Spiking Neural Network for Ultra-low-latency and High-accurate Object Detection

TL;DR

This paper introduces a novel SNN-based object detection model that significantly reduces latency and improves accuracy by employing timesteps compression and spike-time-dependent coding, outperforming previous models on standard datasets.

Contribution

The paper presents SUHD, the deepest spike-based object detection model with ultra-low latency and high accuracy, achieved through innovative conversion and coding techniques.

Findings

Achieves 750x fewer timesteps than Spiking-YOLO on MS COCO

Improves mean average precision by 30% on MS COCO

Demonstrates state-of-the-art performance with ultra-low latency

Abstract

Spiking Neural Networks (SNNs) have garnered widespread interest for their energy efficiency and brain-inspired event-driven properties. While recent methods like Spiking-YOLO have expanded the SNNs to more challenging object detection tasks, they often suffer from high latency and low detection accuracy, making them difficult to deploy on latency sensitive mobile platforms. Furthermore, the conversion method from Artificial Neural Networks (ANNs) to SNNs is hard to maintain the complete structure of the ANNs, resulting in poor feature representation and high conversion errors.

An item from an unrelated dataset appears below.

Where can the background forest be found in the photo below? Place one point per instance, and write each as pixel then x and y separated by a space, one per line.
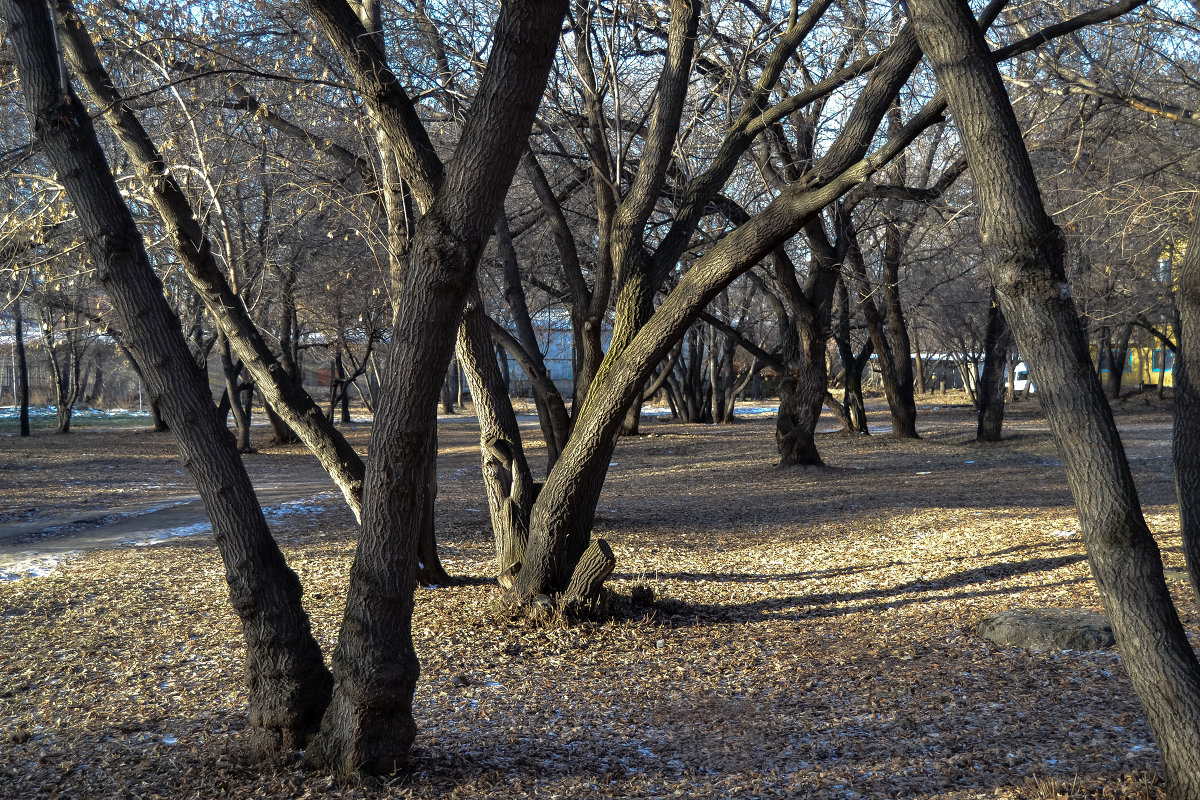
pixel 597 205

To address these challenges, we propose two methods: timesteps compression and spike-time-dependent integrated (STDI) coding. The former reduces the timesteps required in ANN-SNN conversion by compressing information, while the latter sets a time-varying threshold to expand the information holding capacity. We also present a SNN-based ultra-low latency and high accurate object detection model (SUHD) that achieves state-of-the-art performance on nontrivial datasets like PASCAL VOC and MS COCO, with about remarkable 750x fewer timesteps and 30% mean average precision (mAP) improvement, compared to the Spiking-YOLO on MS COCO datasets. To the best of our knowledge, SUHD is the deepest spike-based object detection model to date that achieves ultra low timesteps to complete the lossless conversion.